In this massive tome Bryson gives a creditable history of nearly everything … science related. He totally ignores traditional recorded human history such as wars and dynasties and exploration (other than scientific ones). He writes well and can make almost any topic seem interesting, but he has a few tendencies you should be prepared for if you plan to undertake this book. The most obvious obstacle is the sheer size of the book at over 500 pages. Bryson also seems almost obsessed with the notion of misplaced credit. Virtually every major discovery or breakthrough in science he discusses seems to have an associated story of someone who discovered or thought of it first but was not believed or published and the credit fell to someone else later. The appeal of this sort of revelation wanes after (or well before) the hundredth time it is mentioned. At least it did with me.

This is not a science book, at least not in the traditional sense of trying to impart a working or even academic knowledge of a scientific subject. Bryson is a journalist, not a scientist. He gets the basics right but tends to gloss over the science itself rather quickly in order to focus on the people who were involved. There is at least much biography as biology in the book. The reader learns where the controversies are and what the current frontiers of a field of science are, but not how to conduct any scientific research. Your SAT score won’t go up using this as a prep book, and that’s a good thing. It’s meant to be read for enjoyment and for an understanding of science and scientists as a whole, as an institution or process. The reader will appreciate how often it has gone wrong, how hard it has been to get on the right track, and mostly, how amazing the great minds have been to work out the vast store of knowledge and understanding we now enjoy. It has been in only the last few decades that so many myths have been destroyed.

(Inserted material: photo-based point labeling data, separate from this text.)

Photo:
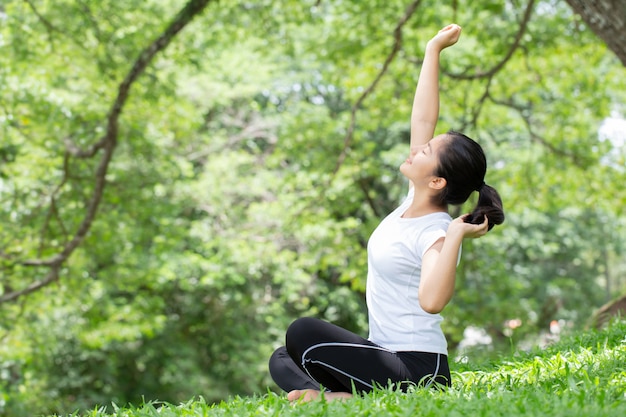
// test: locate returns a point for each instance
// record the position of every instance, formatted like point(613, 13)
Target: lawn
point(583, 375)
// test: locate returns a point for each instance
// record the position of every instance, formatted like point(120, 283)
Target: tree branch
point(516, 43)
point(397, 35)
point(109, 142)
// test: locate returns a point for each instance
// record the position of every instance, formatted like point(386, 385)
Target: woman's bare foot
point(306, 395)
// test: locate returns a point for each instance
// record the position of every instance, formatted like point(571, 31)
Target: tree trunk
point(607, 18)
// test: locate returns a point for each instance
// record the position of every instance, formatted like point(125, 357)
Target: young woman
point(412, 259)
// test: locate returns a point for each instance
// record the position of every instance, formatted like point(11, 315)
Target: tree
point(606, 19)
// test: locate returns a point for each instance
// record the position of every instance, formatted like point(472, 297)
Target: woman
point(412, 259)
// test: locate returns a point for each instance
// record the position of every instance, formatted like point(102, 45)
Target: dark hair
point(463, 164)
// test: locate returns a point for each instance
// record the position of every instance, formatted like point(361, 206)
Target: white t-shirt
point(394, 253)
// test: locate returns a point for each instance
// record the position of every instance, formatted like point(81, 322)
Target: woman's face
point(421, 165)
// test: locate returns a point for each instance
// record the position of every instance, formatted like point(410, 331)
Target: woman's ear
point(438, 183)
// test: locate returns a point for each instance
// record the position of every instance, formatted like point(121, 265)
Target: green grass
point(584, 375)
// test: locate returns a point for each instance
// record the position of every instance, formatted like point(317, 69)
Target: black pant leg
point(339, 359)
point(287, 374)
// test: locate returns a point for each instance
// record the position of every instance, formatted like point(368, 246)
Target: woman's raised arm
point(426, 102)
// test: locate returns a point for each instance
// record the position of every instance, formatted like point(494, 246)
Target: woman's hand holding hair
point(468, 230)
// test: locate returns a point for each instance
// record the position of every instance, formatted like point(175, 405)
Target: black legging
point(319, 354)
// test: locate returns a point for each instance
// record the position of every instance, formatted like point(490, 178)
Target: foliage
point(254, 157)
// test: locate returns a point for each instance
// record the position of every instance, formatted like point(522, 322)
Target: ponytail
point(489, 204)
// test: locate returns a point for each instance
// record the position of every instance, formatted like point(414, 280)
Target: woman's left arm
point(439, 264)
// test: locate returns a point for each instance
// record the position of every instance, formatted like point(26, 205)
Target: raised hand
point(447, 36)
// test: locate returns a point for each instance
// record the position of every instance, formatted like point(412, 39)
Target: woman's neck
point(422, 205)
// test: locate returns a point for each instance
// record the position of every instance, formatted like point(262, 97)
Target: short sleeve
point(429, 237)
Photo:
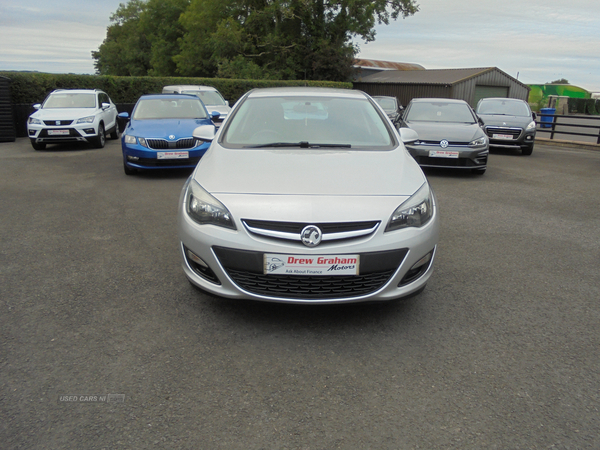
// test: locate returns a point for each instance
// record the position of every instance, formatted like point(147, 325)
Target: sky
point(535, 41)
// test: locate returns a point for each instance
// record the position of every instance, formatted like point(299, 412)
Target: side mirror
point(408, 136)
point(204, 133)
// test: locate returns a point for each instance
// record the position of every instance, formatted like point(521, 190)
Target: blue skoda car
point(159, 133)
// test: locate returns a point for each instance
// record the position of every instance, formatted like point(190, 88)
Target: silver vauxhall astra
point(308, 195)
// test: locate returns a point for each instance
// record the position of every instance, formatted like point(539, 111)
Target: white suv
point(73, 115)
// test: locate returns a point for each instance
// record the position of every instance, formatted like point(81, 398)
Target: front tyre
point(100, 139)
point(527, 150)
point(128, 170)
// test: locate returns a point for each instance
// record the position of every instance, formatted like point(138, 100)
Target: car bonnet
point(455, 132)
point(309, 172)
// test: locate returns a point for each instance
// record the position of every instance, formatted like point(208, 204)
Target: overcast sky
point(537, 41)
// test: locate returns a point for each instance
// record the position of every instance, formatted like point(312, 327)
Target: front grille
point(152, 162)
point(245, 268)
point(72, 133)
point(181, 144)
point(514, 132)
point(292, 230)
point(450, 144)
point(310, 288)
point(445, 162)
point(62, 123)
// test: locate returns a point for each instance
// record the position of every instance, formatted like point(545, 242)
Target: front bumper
point(510, 137)
point(62, 134)
point(136, 156)
point(457, 157)
point(230, 263)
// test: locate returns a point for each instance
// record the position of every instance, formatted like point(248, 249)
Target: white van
point(212, 99)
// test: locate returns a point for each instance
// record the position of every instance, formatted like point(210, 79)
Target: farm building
point(470, 85)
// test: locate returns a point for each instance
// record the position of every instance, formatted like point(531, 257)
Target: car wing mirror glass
point(408, 136)
point(204, 133)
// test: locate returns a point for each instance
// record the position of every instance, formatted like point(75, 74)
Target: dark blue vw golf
point(159, 133)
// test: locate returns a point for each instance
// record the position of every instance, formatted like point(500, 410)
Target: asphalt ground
point(105, 345)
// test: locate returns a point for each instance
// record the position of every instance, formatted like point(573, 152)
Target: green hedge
point(33, 87)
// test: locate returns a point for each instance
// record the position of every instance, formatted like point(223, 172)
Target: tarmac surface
point(105, 345)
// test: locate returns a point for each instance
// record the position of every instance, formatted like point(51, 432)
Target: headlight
point(89, 119)
point(478, 142)
point(204, 209)
point(129, 139)
point(414, 212)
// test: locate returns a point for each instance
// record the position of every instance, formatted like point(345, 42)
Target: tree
point(284, 39)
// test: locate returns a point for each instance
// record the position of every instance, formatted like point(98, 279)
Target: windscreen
point(70, 100)
point(440, 112)
point(503, 107)
point(207, 97)
point(314, 121)
point(181, 108)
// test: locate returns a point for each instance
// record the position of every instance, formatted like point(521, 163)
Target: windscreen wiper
point(301, 144)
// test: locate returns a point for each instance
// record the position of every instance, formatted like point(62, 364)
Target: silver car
point(307, 195)
point(450, 134)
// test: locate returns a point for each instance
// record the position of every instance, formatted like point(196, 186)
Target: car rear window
point(329, 121)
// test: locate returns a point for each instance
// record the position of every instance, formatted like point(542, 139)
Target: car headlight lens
point(478, 142)
point(129, 139)
point(88, 119)
point(414, 212)
point(204, 209)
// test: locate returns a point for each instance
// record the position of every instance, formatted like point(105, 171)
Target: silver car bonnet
point(454, 132)
point(328, 172)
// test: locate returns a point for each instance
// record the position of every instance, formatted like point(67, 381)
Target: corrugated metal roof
point(386, 65)
point(431, 76)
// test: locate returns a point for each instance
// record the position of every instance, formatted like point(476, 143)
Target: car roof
point(504, 99)
point(306, 91)
point(76, 91)
point(167, 96)
point(191, 87)
point(435, 100)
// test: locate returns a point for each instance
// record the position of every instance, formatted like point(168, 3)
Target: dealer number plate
point(442, 154)
point(311, 265)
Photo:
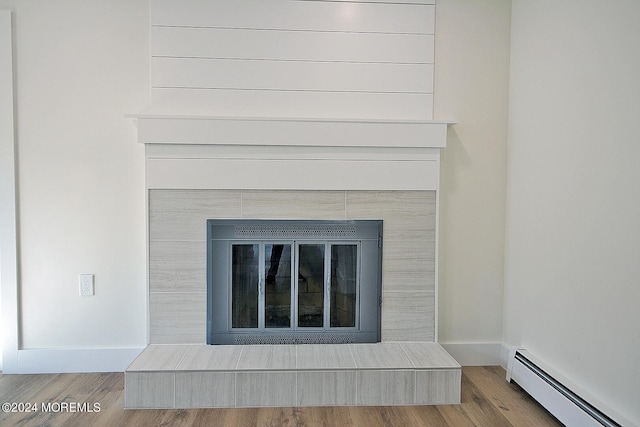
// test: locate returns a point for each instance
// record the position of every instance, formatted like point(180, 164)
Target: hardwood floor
point(487, 400)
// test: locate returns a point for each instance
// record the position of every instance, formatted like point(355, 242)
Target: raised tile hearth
point(201, 376)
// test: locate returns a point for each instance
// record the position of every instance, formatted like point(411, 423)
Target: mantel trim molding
point(211, 152)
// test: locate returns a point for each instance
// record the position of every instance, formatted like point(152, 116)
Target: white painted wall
point(572, 260)
point(471, 87)
point(81, 66)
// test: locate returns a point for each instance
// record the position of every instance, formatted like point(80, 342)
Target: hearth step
point(227, 376)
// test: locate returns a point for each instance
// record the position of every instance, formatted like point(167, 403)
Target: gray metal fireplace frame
point(222, 233)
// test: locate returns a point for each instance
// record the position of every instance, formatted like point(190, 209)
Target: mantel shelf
point(144, 116)
point(279, 131)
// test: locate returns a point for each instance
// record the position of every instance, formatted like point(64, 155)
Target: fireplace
point(293, 281)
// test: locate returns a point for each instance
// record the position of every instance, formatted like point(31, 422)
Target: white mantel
point(213, 152)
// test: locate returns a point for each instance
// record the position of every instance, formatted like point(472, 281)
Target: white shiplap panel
point(293, 132)
point(391, 106)
point(291, 45)
point(291, 75)
point(295, 15)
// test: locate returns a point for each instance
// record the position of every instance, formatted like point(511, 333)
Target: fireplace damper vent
point(293, 281)
point(295, 231)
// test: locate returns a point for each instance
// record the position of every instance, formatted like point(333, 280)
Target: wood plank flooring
point(487, 400)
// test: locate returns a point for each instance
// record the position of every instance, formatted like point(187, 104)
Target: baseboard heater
point(553, 393)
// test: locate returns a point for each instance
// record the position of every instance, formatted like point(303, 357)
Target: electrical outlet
point(86, 285)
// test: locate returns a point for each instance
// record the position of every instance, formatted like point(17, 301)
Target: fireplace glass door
point(321, 277)
point(293, 281)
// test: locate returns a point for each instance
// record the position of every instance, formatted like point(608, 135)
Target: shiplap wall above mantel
point(339, 90)
point(293, 58)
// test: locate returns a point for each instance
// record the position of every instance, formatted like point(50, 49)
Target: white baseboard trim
point(478, 354)
point(46, 361)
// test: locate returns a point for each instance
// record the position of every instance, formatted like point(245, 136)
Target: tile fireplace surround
point(200, 168)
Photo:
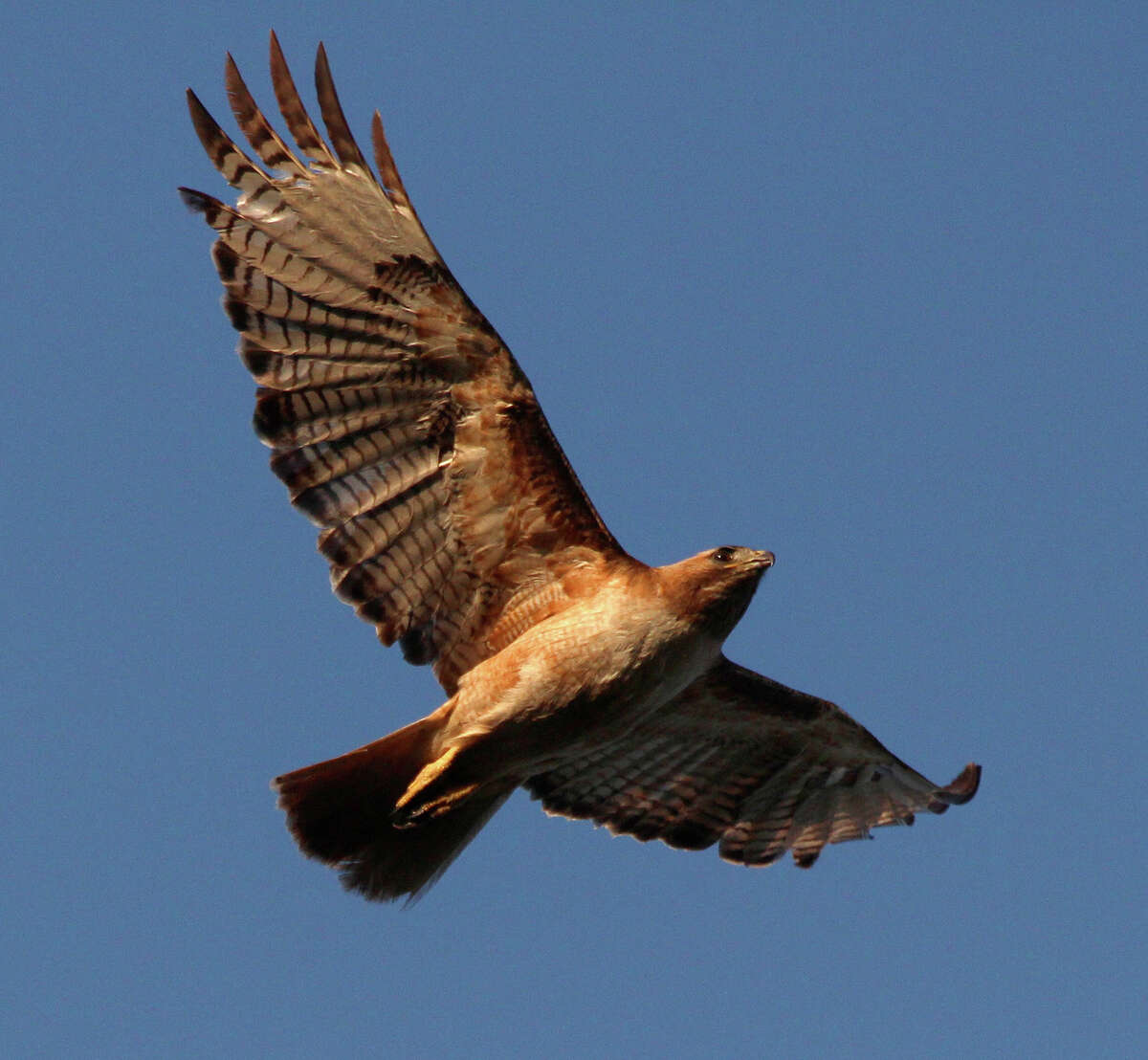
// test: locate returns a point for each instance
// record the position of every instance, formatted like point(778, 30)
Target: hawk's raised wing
point(396, 416)
point(744, 762)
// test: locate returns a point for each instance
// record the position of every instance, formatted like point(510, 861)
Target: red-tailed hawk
point(406, 430)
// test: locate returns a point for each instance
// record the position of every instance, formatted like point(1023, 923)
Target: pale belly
point(580, 680)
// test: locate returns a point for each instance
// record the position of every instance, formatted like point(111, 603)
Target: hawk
point(452, 520)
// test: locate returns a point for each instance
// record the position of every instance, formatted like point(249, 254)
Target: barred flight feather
point(761, 790)
point(453, 521)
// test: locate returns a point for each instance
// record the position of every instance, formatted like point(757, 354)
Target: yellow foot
point(426, 777)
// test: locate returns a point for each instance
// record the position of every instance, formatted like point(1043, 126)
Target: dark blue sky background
point(861, 284)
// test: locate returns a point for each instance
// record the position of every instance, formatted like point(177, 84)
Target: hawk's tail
point(342, 811)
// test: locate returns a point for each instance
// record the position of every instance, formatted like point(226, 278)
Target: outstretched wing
point(740, 761)
point(397, 418)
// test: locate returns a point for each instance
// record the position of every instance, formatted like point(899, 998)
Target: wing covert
point(744, 762)
point(396, 417)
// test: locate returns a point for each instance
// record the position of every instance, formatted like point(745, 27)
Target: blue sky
point(861, 284)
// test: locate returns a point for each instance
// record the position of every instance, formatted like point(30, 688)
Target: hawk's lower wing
point(744, 762)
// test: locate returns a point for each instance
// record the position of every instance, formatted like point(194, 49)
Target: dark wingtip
point(195, 201)
point(960, 790)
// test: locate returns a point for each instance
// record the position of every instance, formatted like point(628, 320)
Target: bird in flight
point(452, 520)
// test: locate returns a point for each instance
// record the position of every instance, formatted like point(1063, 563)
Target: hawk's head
point(717, 585)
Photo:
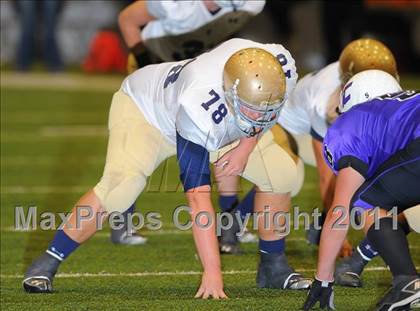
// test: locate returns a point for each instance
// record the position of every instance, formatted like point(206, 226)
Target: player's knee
point(117, 191)
point(282, 180)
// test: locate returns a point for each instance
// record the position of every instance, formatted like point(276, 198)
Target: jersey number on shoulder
point(175, 72)
point(221, 110)
point(400, 96)
point(283, 62)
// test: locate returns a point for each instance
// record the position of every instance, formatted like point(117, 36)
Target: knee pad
point(117, 191)
point(282, 173)
point(300, 177)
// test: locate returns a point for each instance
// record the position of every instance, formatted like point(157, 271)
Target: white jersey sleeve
point(306, 109)
point(188, 97)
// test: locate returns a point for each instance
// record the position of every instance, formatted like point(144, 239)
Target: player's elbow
point(198, 197)
point(123, 19)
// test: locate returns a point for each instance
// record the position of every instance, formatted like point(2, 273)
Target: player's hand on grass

The format is more like a very long magazine than a storybook. There is no plot. Each chapter is like a new article on a different subject. You can open it anywhere or read it in any order without losing anything. It makes it easier to pick up and start reading at any point. It also makes it easier to put down and put off at any point, which I often found myself doing since there was no suspense as to how it was going to come out or what was going to happen next. I enjoy non-fiction, but I find myself with less patience for overlong books in the genre. Still, I recommend this one to anyone who enjoys good writing and a layman’s interest in scientific progress.